Danielle Metz -- #24803-013

Life in Prison - Cocaine Conspiracy

Danielle Metz, prisoner of the drug war
I am a 28-year-old African-American woman serving three life sentences plus 20 years for cocaine related offenses. I have been incarcerated since January of 1993. I am separated from my two young children; my son Carl, 10, and my daughter Gelniesha, 6.

I am a first-time, nonviolent offender, yet because I would not and could not cooperate with the DEA, I'm serving an astonishing natural life sentence. This should be a criminal act in and of itself. How can this be justice? To sentence me to such an extreme sentence should have been unusual; unfortunately, there are many people who have been incarcerated solely because of hearsay.

My husband was accused of being part of a conspiracy to distribute five kilograms of cocaine. Shortly following his arrest, I was arrested. I believe I was indicted solely to put pressure on my husband, since the indictment named him as the leader of the conspiracy. At the time of my arrest the police told me that they were not after me but after my husband. They threatened me by saying that I would never be with my kids again if I did not tell them what they thought I knew.

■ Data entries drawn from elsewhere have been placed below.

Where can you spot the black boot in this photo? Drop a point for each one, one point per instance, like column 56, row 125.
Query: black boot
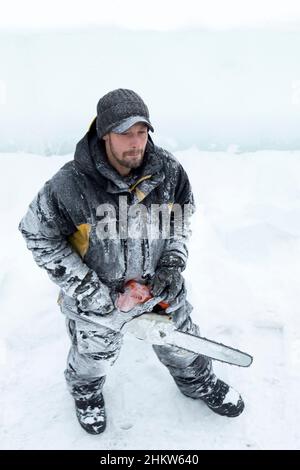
column 91, row 414
column 224, row 400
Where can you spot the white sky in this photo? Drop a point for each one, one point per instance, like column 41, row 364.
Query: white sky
column 154, row 14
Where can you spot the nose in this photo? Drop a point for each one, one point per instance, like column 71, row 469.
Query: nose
column 134, row 141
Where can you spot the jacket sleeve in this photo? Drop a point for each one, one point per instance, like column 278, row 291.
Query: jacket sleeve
column 45, row 228
column 183, row 208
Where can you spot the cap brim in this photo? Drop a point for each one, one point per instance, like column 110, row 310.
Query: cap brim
column 127, row 123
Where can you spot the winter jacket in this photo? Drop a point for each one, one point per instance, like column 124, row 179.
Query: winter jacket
column 60, row 227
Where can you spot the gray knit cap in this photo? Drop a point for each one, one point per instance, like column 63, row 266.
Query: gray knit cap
column 120, row 109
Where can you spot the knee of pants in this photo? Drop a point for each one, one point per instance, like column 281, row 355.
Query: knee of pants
column 93, row 350
column 86, row 366
column 172, row 356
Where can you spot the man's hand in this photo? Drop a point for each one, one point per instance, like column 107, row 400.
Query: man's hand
column 94, row 296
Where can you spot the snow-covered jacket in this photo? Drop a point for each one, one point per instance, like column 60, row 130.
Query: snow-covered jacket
column 60, row 226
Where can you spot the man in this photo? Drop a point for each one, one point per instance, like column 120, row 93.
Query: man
column 117, row 159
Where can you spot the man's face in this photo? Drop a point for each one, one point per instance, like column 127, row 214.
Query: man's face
column 126, row 151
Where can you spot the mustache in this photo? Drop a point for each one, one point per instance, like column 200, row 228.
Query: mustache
column 133, row 153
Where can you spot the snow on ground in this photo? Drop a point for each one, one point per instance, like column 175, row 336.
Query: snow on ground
column 243, row 278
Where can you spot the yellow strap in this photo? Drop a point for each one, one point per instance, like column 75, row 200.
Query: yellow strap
column 80, row 239
column 139, row 181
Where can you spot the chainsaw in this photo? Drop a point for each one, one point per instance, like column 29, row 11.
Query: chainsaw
column 133, row 314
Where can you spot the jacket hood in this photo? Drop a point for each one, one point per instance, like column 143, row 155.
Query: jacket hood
column 90, row 158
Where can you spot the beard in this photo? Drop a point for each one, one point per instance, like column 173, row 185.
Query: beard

Our trial was delayed for one year while the DEA found people desperate enough to bear false witness against me as a retaliatory measure for not 'cooperating'. These people consisted of individuals who themselves were accused or convicted of drug-related charges and were seeking leniency or a sentence reduction on a sentence they were serving. Until my trial my attorney told me that the government had no evidence against me, and that I would likely go free.

Before my arrest several people were indicted on drug offenses and sent to prison. Every one of these people were caught with drugs in their possession. These people were offered sentence reductions to testify against me and my codefendants. Some of these 'witnesses' were serving as much as 30 years, and now the majority of them are in a halfway house or free. I sit in prison serving three life sentences plus 20 years and the guilty go unpunished. Again, I ask: is this justice?

I pray that God answers not only my prayers and the prayers of my children, but the prayers of the thousands of other mothers and children that share in this struggle for justice.